River of Eden Page 3
Unbeknown to them, she hadn’t returned to Brazil to stay inside anybody’s lines. In the week since she’d been back, she’d already broken half a dozen laws. The proof was lying in a pair of long, narrow crates stacked up between the door and her cot—the merchandise she’d purchased from Johnny Chang, the merchandise the slimeball didn’t want hanging around Manaus any more than she wanted to hang around herself. One stint in a Brazilian jail had been enough, thank you very much, and if she never saw the inside of another cockroach-ridden cell or Corisco Vargas, the damned megalomaniac army major who had put her there, so much the better.
Truthfully, William Sanchez Travers was the least of her problems. She just wanted to keep it that way.
With the last of the press frames secure, she double-checked her supplies of alcohol, glycerol, and stove fuel and hauled them all outside. She had a milk crate each of rice and beans, and a few tins of canned meat and fruit. Finding fresh fruits and edible vegetables in gardens abandoned by the Indians and in the surrounding secondary forest was part of her research, and she was good enough at it to feed herself and a family of four.
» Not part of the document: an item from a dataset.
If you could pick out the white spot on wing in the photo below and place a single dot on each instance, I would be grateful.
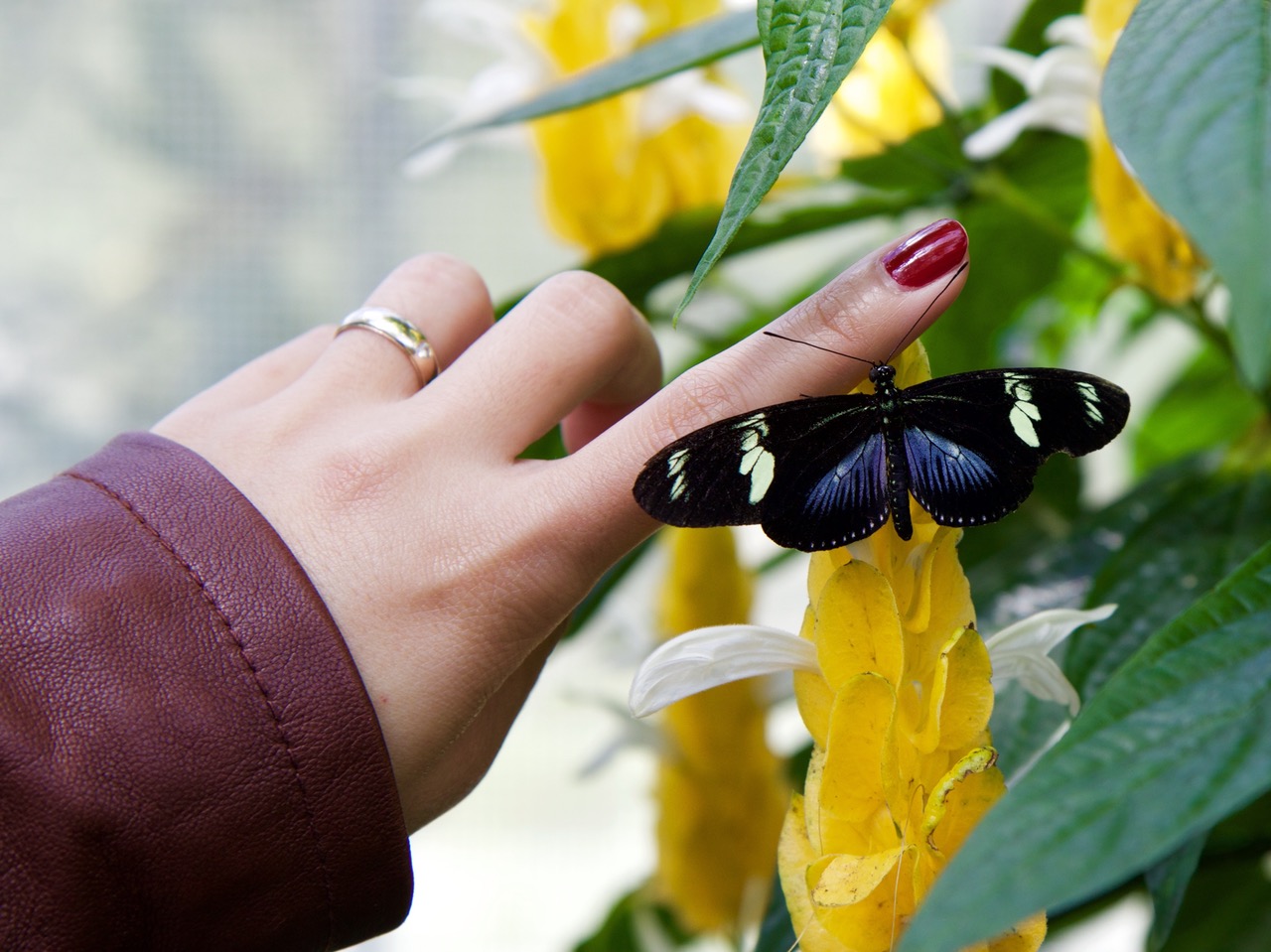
(675, 473)
(1025, 413)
Not that she was going to be spending enough time doing research to feed anybody. She hadn’t fought her way back to the Amazon in order to continue her data collection on peach palms and the reforestation of abandoned swiddens, despite what the proposal she’d submitted to RBC said. There was a prize of untold riches waiting for her up the Rio Cauaburi, and if it hadn’t been for the army major, the woolly monkey, and the damned garimpeiro she’d had to shoot, the prize would already be hers. Now she had another chance, and if she pulled it off, she would be famous with her reputation secure, instead of infamous with her reputation hanging in shreds.
Her gaze strayed past Johnny Chang’s crates to the small black fanny pack tucked up under her pillow on the cot. Leaning over, she pulled the pack out and knew she held the future in her hands. Not just her future, but something for the future of all mankind. Johnny Chang’s crates were only for any trouble that might get in the way of that future.
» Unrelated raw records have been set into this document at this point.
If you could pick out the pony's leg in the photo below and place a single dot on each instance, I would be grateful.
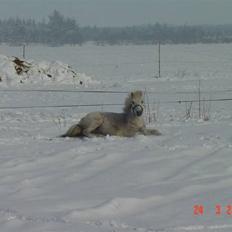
(146, 131)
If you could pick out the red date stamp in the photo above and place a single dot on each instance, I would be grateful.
(200, 210)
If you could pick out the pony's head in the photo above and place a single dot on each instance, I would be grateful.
(134, 103)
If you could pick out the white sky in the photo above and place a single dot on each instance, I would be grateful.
(124, 12)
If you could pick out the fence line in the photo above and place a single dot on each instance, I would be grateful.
(110, 104)
(109, 91)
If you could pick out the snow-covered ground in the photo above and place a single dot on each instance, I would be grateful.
(119, 184)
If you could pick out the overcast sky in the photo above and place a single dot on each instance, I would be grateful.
(124, 12)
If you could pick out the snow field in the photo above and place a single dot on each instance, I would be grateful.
(118, 184)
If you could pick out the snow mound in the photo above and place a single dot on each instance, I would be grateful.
(15, 71)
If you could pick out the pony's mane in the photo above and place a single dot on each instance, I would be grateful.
(127, 104)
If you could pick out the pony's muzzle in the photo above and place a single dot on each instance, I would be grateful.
(138, 110)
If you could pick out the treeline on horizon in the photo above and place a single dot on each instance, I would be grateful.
(59, 30)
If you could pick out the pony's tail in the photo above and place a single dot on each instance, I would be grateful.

The running patter of feet approaching from outside brought her head around, and her hands tightened on the pack.
“Annie. Annie,” a small voice called. “Grandmama says for you to come.”
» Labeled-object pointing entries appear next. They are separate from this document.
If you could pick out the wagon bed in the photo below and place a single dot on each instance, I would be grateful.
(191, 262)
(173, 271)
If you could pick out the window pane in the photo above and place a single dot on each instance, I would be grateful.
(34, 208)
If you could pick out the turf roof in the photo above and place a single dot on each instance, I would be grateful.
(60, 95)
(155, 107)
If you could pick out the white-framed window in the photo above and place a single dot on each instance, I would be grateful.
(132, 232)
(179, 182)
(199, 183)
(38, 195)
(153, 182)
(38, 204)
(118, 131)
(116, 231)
A smile curved Annie’s mouth as she rose to her feet and crossed to the open door. Lifting her hand high, she hid the pack by stuffing it into the thatched eaves above the jamb, before she leaned outside.
“Oi, Maria. Tudo bem?” she said to Gabriela’s six-year-old granddaughter, a chubby little beauty with bouncy black pigtails and big, melting brown eyes. As the director of RBC, Dr. Oliveira had a house on the coalition’s thirty acres of lushly landscaped gardens and cultivated fields. Another twenty or so researchers were housed in the guest cabanas, some of them just passing through, like herself, others working in RBC’s labs. Annie was on her second stint with RBC.
“Ô, terrível, Annie, terrível.” Maria scrunched her little face up and gave a disconsolate shake to her head. “Tomas’s puppy ate my frog, and now he won’t give it back.”
Schooling her features into an appropriately grave expression, Annie knelt down.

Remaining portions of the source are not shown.